From: Max Gurtovoy <maxg@mellanox.com>
To: Weiping Zhang <zwp10758@gmail.com>
Cc: Jens Axboe <axboe@kernel.dk>,
sagi@grimberg.me, Weiping Zhang <zhangweiping@didiglobal.com>,
linux-nvme@lists.infradead.org,
Christoph Hellwig <hch@infradead.org>,
Keith Busch <kbusch@kernel.org>
Subject: Re: [PATCH] nvme: align io queue count with allocted nvme_queue in nvme_probe
Date: Tue, 14 Apr 2020 15:59:12 +0300 [thread overview]
Message-ID: <df0fa3a0-7764-bc1f-711d-d264fc4f444f@mellanox.com> (raw)

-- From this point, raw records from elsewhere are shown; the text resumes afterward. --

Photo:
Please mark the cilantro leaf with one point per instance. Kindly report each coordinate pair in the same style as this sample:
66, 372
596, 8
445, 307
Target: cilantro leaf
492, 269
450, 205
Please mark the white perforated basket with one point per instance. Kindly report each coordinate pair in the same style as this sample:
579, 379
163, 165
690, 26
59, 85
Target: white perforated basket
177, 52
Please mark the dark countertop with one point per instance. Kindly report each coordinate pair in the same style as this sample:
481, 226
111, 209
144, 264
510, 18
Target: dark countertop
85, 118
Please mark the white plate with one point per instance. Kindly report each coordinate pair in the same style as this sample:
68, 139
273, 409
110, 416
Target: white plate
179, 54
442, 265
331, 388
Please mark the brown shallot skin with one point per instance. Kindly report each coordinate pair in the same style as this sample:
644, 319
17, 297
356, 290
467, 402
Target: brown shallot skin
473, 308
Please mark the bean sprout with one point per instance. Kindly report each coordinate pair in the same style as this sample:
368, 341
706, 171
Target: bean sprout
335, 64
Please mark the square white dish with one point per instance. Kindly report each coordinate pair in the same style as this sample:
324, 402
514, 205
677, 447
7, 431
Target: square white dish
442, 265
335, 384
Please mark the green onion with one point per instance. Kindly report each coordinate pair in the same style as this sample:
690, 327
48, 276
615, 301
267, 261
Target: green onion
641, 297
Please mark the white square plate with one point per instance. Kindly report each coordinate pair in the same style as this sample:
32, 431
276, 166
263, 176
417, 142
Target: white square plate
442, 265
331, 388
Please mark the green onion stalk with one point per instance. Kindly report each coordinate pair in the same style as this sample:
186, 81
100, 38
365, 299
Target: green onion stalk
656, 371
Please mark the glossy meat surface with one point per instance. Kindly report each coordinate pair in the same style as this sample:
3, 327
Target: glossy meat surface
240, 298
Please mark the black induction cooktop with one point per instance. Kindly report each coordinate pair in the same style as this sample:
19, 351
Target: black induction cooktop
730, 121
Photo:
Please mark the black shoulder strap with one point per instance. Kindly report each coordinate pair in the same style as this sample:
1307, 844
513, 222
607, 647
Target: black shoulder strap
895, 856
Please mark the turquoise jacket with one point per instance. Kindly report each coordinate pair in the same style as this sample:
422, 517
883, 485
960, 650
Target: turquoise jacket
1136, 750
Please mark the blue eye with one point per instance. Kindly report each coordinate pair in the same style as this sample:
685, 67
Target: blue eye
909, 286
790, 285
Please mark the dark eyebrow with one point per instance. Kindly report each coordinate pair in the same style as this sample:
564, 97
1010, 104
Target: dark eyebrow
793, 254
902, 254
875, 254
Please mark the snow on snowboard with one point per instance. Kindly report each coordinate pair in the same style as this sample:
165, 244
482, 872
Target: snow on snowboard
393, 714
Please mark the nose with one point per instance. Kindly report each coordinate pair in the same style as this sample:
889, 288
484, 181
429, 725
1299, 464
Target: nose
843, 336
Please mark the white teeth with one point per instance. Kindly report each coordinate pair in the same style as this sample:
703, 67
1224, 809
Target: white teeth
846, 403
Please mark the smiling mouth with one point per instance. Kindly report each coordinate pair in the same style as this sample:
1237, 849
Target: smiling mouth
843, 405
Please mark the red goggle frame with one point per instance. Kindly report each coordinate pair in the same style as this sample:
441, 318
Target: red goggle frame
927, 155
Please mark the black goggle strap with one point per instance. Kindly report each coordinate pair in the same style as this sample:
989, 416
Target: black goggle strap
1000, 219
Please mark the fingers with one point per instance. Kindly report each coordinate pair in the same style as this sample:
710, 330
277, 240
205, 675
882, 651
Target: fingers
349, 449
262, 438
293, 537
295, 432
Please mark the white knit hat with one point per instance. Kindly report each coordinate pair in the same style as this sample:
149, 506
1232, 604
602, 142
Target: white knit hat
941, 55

In-Reply-To: <CAA70yB7bkeSwQVjJ5rjGS3HxZtkraUY1FX9ZMHXH8FO6a-8omw@mail.gmail.com>
On 4/13/2020 3:00 PM, Weiping Zhang wrote:
> On Mon, Apr 13, 2020 at 5:37 PM Max Gurtovoy <maxg@mellanox.com> wrote:
>>
>> On 4/13/2020 4:01 AM, Weiping Zhang wrote:
>>> On Sun, Apr 12, 2020 at 8:38 PM Max Gurtovoy <maxg@mellanox.com> wrote:
>>> Hi Max,
>>>
>>>> hi,
>>>>
>>>> how about the following minor update:
>>>>
>>>> diff --git a/drivers/nvme/host/pci.c b/drivers/nvme/host/pci.c
>>>> index 4e79e41..46ab28b 100644
>>>> --- a/drivers/nvme/host/pci.c
>>>> +++ b/drivers/nvme/host/pci.c
>>>> @@ -89,6 +89,7 @@
>>>> */
>>>> struct nvme_dev {
>>>> struct nvme_queue *queues;
>>>> + int nr_allocated_queue;
>>>> struct blk_mq_tag_set tagset;
>>>> struct blk_mq_tag_set admin_tagset;
>>>> u32 __iomem *dbs;
>>>> @@ -209,15 +210,15 @@ struct nvme_iod {
>>>> struct scatterlist *sg;
>>>> };
>>>>
>>>> -static unsigned int max_io_queues(void)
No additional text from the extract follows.